I had so much fun making these easy to sew trick or treat bags! When I was a kid the local businesses handed out plastic trick or treat bags every year, but they never lasted long with the weight of the candy. I wanted to make my kids nice trick or treat bags that they could use year after year and hopefully pass down to their own kids.
So, (ha ha) I got a new sewing machine for my birthday last month thanks to my mom and dad. After fighting with my Singer for way too long, I finally got a Brother as recommended by April at Wildflowers & Whimsy. I love this machine! Sewing is actually fun now that I’m not fighting with my machine every five minutes. The trick or treat bags were my first project on my new machine and I didn’t have to fight with it once!
These trick or treat bags are based on a tutorial over at Purl Bee. I’m not going to reinvent the wheel here because you really don’t want me to tell you how to sew. You can just click over there for the how to. But let me say that these bags are super duper easy. Seriously — all you have are straight stitches. The hardest part for me was getting my cuts straight so I could line up the edges!
Instead of cutting two pieces of fabric that were 16 x 14, I cute one piece of fabric that was 32 x 14 and just folded it over. I didn’t see any reason to make an extra cut that I would just have to sew it up anyway. Also, the tutorial calls for 1/2 yard of fabric, but each bag only needs a 1/4 yard. I found a piece of orange duck canvas in the remnant bin at Jo-Anns. It was .91 yards, cost me $4.50 and I made 4 bags out of it! I chose duck canvas because it’s nice and sturdy, but I also picked up some cotton Halloween print remnants to try but haven’t gotten around to making those yet.
For the handles I used 1 yard of nylon webbing. The tutorial calls for 1 1/4 yards but I forgot and the 1 yard works just fine. Just be careful when cutting the nylon webbing. There’s a reason the lady at Jo-Ann’s puts tape on it and THEN cuts it. I also burned the edges with a little lighter so as not to have fuzz escaping later on.

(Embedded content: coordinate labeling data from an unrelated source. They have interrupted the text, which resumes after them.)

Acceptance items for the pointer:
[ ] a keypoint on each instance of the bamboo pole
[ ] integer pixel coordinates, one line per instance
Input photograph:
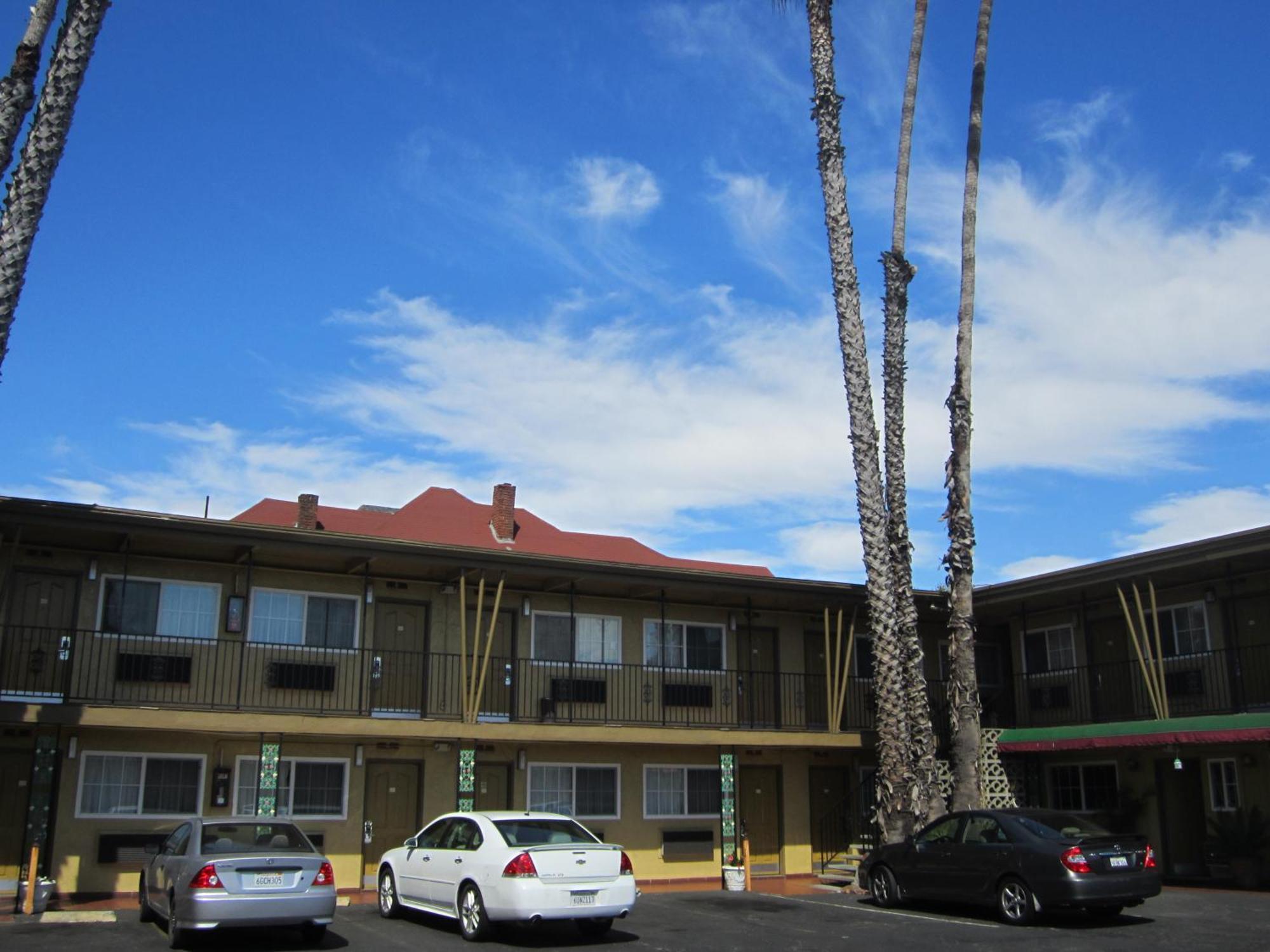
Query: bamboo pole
(1137, 648)
(1160, 649)
(472, 685)
(490, 643)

We couldn’t have just plain jane orange bags. I used some iron on glitter sheets I had left over from FashionArtProjects.com. I scoured Pinterest and found these awesome free, printable pumpkin stencils at HGTV.com. I’m sure if I had an awesome Silhouette Cameo, I could’ve just used that but instead I had to cut out the stencils, trace them on to our glitter iron sheets, cut those out and then iron on. Not that I’m complaining. The little gemstone witch was an iron on I found at the store but I like my homemade ones better. I’m debating adding some glow-in-the-dark puffy paint, too.